Icahn Moves on Caesars

After buying a pile of Caesars Entertainment stock, corporate raider Carl Icahn wants the gaming giant to put itself up for sale to boost its value. With little choice, Caesars says it will “carefully evaluate” his wishes.

Billionaire corporate raider Carl Icahn has joined an expanding group of activist investors who believe their Caesars Entertainment stock is undervalued and that the company needs new ownership to redress that.

Caesars has been under pressure from investors to do something dramatic since it exited a lengthy Chapter 11 reorganization in October 2017—the result of a previous sale, ironically enough—a leveraged buyout that saddled the company with tens of billions of dollars of debt.

Despite Caesars’ size and diversity—more than 40 casinos in 13 states, the World Series of Poker, a megaresort under development in South Korea—the stock has never recovered. Last summer and fall, it dropped below $6. It was around that time that the company rejected an offer from billionaire restaurateur and reality TV star Tilman Fertitta to merge with his Golden Nugget casino chain in a reverse buyout valued at $13 a share that would have put him in control of the combined companies. It was also at that time that CEO Mark Frissora tendered his resignation. Reports are that Fertitta, who owns around 1 percent of the stock, is still interested in a combination.

The stock has since traded above $9, and Icahn has snapped up a 9.78 percent stake at those prices. According to news reports, he has financial exposure to another 10.7 percent through a financial swap.

The 83-year-old financier has owned several casinos and casino companies in the past. By all accounts, though, he is not interested in adding Caesars to the list. Rather, the company needs “new thought, new leadership and new strategies,” as he put it in a regulatory filing announcing his stake.

“The board should conduct a strategic process to comprehensively assess the best path forward for Caesars, and we believe that shareholder value might be best served, and enhanced, by selling the company,” he said.

In the meantime, he wants the company to drop its search for a replacement for Frissora, who has agreed to say on through April. He also wants a seat on the board of directors.

Caesars responded that it “remains open to all reasonable alternatives to enhance value for Caesars’ stockholders and has and will continue to evaluate strategic alternatives presented.”
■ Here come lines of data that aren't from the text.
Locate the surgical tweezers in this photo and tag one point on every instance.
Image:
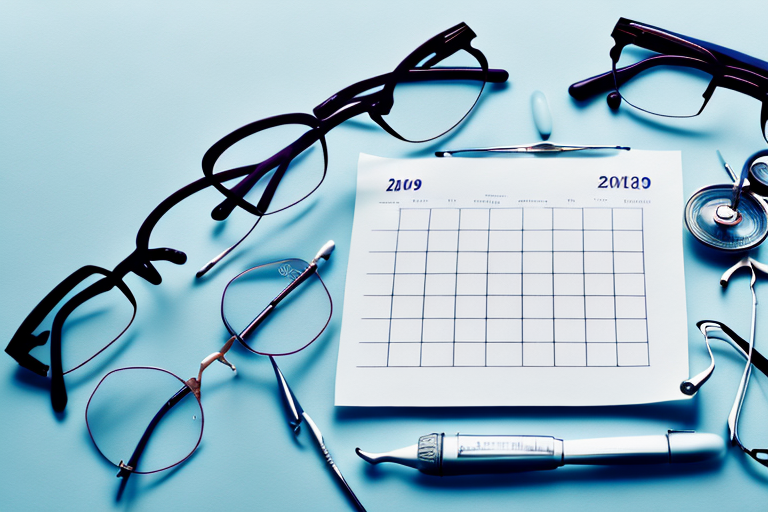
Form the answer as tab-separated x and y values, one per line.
296	414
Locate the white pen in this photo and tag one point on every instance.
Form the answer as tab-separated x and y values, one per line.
438	454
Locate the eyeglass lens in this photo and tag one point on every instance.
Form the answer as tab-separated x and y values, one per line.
423	110
288	326
93	325
304	174
125	403
663	89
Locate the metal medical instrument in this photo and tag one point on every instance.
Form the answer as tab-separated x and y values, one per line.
692	385
731	217
296	415
439	454
541	147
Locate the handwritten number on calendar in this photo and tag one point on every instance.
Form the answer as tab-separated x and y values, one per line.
398	185
629	182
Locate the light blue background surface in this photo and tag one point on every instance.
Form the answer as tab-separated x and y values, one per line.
105	109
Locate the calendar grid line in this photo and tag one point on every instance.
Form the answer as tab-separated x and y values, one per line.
526	286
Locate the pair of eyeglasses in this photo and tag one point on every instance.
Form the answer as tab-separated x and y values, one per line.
745	426
145	420
276	163
672	75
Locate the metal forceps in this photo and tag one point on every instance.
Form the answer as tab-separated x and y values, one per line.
297	415
692	385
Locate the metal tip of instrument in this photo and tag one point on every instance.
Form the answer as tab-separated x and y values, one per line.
370	458
408	456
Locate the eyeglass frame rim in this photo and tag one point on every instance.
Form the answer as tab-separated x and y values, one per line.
187	389
293	283
139	262
734	70
348	103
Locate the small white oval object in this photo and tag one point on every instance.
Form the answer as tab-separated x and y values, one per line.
541	116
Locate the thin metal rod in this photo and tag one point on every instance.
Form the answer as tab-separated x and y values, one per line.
208	266
541	147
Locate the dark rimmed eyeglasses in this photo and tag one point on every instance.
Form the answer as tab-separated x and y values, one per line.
672	75
97	307
146	420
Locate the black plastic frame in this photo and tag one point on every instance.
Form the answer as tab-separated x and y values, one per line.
338	108
342	106
729	69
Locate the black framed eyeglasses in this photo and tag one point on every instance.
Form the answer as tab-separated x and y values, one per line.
672	75
275	163
146	419
428	94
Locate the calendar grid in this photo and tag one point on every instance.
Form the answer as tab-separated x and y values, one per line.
525	286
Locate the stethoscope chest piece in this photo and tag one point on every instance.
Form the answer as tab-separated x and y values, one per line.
710	218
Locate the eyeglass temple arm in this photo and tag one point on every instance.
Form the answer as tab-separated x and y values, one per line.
723	54
281	160
127	469
351	94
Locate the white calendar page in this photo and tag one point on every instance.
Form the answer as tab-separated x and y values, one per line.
515	281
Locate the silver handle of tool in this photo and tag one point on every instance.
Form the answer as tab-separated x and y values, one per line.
438	454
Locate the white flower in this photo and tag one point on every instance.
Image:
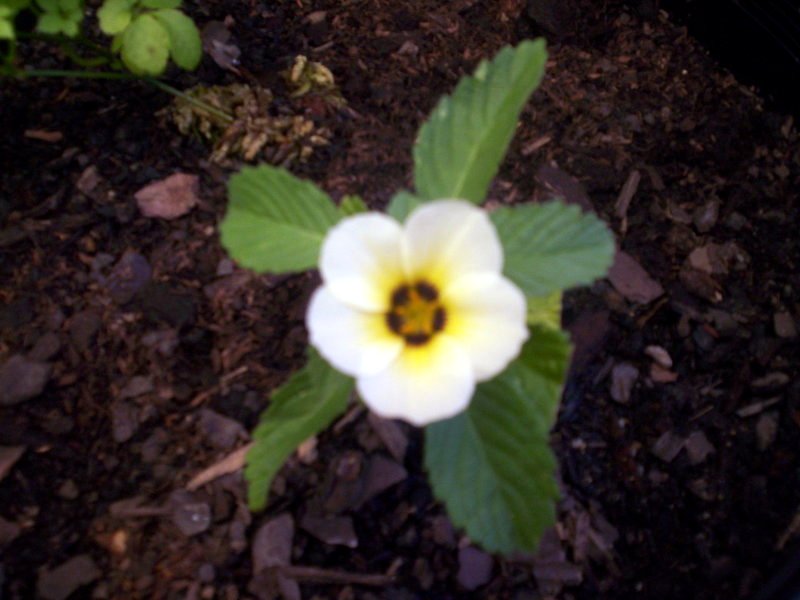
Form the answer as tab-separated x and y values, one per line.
417	313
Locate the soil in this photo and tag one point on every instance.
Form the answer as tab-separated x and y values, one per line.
138	355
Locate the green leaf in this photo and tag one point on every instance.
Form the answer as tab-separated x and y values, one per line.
552	246
545	310
145	46
352	205
305	405
115	15
459	149
492	465
6	30
185	47
275	222
160	3
402	204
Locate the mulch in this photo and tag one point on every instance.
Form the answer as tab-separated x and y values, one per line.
134	354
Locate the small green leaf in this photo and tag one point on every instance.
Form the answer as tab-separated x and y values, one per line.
115	15
145	46
160	3
275	222
185	47
51	23
459	149
352	205
492	465
402	204
305	405
6	30
552	246
545	310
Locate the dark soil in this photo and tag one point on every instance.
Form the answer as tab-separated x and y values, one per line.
157	354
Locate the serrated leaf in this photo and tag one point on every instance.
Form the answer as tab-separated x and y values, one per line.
352	205
402	204
160	3
305	405
51	23
459	149
145	46
492	465
115	15
552	246
275	222
185	46
545	310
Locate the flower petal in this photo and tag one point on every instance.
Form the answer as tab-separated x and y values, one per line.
356	343
361	261
486	316
448	238
423	385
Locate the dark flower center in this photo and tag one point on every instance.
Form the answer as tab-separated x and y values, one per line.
416	313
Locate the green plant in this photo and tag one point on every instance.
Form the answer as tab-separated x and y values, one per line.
438	312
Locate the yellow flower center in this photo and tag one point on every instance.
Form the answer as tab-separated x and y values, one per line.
416	314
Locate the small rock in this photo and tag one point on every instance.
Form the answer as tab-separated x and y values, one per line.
381	474
661	375
169	198
22	379
698	447
83	326
9	455
667	447
46	347
705	217
766	429
632	281
335	531
124	420
770	383
189	515
660	355
784	325
68	490
623	378
65	579
272	543
474	568
221	432
8	533
137	386
128	276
It added, “The board and management have engaged in discussions with Mr. Icahn and expect to continue a constructive dialogue. The company intends to carefully evaluate Mr. Icahn’s suggestions, including his request for board representation.”

News of Icahn’s investment bumped the stock 6 percent, suggesting that Wall Street likes the idea of a sale. Effecting one, though, given Caesars’ size, could prove a regulatory and antitrust nightmare.

Recent deals, such as Penn National Gaming’s acquisition of regional casino rival Pinnacle Entertainment, needed a third party—Boyd Gaming, which bought four Pinnacle casinos—to pass Federal Trade Commission review. Penn National will emerge from the acquisition with 42 casinos in 19 states.

As for Las Vegas-based Boyd, it now operates 29 casinos in 10 states, 12 of which are in Nevada. Reno-based Eldorado Resorts, another major acquirer, has 27 casinos in 13 states.

The Caesars portfolio includes nine casinos in or around the Las Vegas Strip, which means MGM Resorts International, which operates 10 Strip resorts and owns 50 percent of the CityCenter resort complex, is likely out of the picture.